Hi @prasad @simonbasle @daschl.

Please take a look at this. The user is seeing good performance via HTTP and slowdown via Java SDK.

simonbasle · September 12, 2016, 8:45am

@mlblount45 can you share the code you’re using for that query? is it still the count(*) query from your original post?

I’m also interested in the way you open the Bucket object from which you run the query (since it’s a different bucket from the one you’re using).

Have you been running curl from a machine inside the cluster, or from the client instance machine?

Lastly, it could be useful if you could provide an example of what the N1QL response looks like in cbq, see if there is something in there that could make the parser fail ):

mlblount45 · September 15, 2016, 7:18am

This was moved to a private discussion but here is the Gist…

From me
"Looks like I may have found the Issue … it has to do with the parameterization of the values in the IN clause I made [changes hardcoding the in clause values] and the query was able to run as fast as CBQ. is my only option to drop parameterizing? as I said before I even get this bug in sdk 2.3.3 so its there on latest as well…"

From simon
if you saw that behavior with curl, then it is not a SDK bug (which relieves me ) but rather something on the server side, either on the index service or query service.
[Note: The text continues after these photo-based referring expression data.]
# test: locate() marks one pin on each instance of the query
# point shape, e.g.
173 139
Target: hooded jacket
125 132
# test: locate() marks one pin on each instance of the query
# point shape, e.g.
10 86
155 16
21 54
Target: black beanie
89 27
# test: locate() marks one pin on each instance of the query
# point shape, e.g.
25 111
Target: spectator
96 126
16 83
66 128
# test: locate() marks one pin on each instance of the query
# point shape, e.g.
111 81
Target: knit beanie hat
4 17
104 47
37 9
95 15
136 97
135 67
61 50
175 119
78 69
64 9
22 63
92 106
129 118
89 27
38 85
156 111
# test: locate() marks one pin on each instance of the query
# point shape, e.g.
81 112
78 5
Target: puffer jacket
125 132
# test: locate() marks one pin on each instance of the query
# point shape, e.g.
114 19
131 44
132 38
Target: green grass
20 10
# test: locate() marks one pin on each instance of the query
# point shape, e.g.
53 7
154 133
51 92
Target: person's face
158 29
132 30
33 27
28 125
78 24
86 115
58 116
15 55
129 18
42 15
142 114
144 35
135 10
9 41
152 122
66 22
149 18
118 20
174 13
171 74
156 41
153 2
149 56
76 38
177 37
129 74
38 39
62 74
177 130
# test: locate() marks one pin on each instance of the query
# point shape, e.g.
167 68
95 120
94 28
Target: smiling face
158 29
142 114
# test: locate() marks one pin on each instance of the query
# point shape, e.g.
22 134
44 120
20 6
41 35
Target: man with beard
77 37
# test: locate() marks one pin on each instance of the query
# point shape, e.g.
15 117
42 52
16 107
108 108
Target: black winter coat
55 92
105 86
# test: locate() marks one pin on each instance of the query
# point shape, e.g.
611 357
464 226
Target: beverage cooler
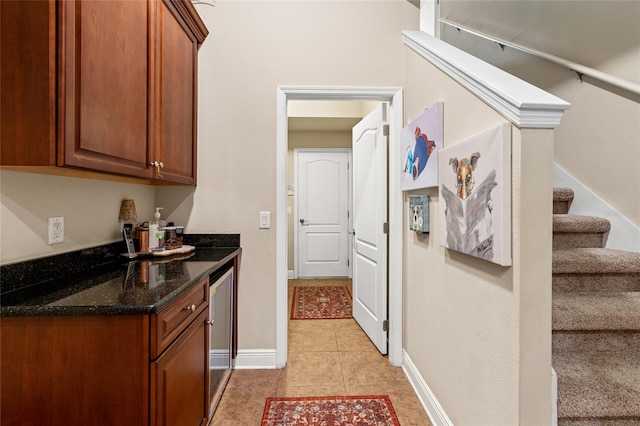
221 337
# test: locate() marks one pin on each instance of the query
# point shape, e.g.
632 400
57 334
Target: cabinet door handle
158 166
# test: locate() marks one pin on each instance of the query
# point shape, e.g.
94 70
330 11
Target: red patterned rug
331 302
330 411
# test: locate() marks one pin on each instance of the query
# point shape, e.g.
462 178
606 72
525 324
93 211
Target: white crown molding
524 104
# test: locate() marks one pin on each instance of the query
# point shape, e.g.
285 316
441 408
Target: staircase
596 321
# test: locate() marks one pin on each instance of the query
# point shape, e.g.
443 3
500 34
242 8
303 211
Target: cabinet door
105 86
177 57
179 378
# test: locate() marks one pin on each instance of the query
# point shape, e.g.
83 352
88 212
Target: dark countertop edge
47 311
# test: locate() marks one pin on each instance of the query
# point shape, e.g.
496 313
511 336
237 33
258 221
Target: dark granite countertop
115 286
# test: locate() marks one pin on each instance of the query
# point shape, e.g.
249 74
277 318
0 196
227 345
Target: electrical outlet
56 230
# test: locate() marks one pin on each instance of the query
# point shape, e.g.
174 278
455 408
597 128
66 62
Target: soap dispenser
156 235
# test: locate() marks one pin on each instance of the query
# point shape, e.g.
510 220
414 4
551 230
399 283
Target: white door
369 221
323 213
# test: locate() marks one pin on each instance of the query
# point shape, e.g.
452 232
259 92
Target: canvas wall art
421 140
475 195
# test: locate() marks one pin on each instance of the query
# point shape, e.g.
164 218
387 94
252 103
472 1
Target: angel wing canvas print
475 195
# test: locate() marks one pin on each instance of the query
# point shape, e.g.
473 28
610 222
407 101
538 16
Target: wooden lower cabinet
74 370
180 376
101 370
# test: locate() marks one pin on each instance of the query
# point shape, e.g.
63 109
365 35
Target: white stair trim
522 103
624 234
432 407
253 359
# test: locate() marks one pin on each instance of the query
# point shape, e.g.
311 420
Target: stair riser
595 341
561 207
579 240
596 282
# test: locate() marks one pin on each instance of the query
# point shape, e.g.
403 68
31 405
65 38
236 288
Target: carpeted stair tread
598 385
595 340
594 261
596 311
570 223
596 282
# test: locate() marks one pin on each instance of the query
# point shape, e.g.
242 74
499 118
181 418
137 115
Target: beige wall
478 333
253 47
598 141
90 209
311 139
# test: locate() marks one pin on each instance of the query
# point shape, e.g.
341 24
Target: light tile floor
326 357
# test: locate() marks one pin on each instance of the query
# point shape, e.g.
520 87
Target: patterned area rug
321 302
330 411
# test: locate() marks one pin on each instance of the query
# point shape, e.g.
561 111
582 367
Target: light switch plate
265 220
56 230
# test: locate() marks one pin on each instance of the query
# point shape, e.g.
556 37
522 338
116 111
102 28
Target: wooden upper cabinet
28 83
177 77
106 86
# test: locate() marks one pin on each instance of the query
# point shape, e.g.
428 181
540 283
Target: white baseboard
428 400
624 235
254 359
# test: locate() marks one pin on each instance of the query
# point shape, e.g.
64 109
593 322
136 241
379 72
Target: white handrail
581 70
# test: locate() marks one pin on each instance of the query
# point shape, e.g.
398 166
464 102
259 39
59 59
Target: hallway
325 357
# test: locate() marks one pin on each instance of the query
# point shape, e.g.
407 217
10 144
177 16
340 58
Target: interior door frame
394 96
296 233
So it’s not unexpected that even the latest SDK would display the bug.

good news is you have a workaround (don’t use parameterized for IN clause).

maybe we can move the discussion back into the public topic? report there that you found the IN clause in a parameterized query was causing a timeout, even when querying via curl?

_prasad _geraldss _keshav_m it sounds like a bug to me doesn’t it?

From marcog
"the underlying issue is that once you put the IN values in a parameter, the optimiser can’t assume the IN clause only has one value.
Since experienceId leads the index, we can only use an equality to travel down the index and start counting the keys that apply because we would have to skip and scan.
I would suggest creating the index as (docType, publishTimestamp, parentMsgId), that way we can still scan the index on the conditions set on docType, publishTimestamp, and apply the filter on experienceId later on in the pipeline."

Final outcome:
I took marcos suggestion and moved the parentMsgId to the end of the indexed fields. This bought me a small performance but in order to solve the bigger problem I had to remove the parameterization from the IN clause. This Optimized my queries from about 700 Seconds to 16 seconds.

geraldss · September 15, 2016, 5:55pm

What is your target performance number? Let’s get it to that…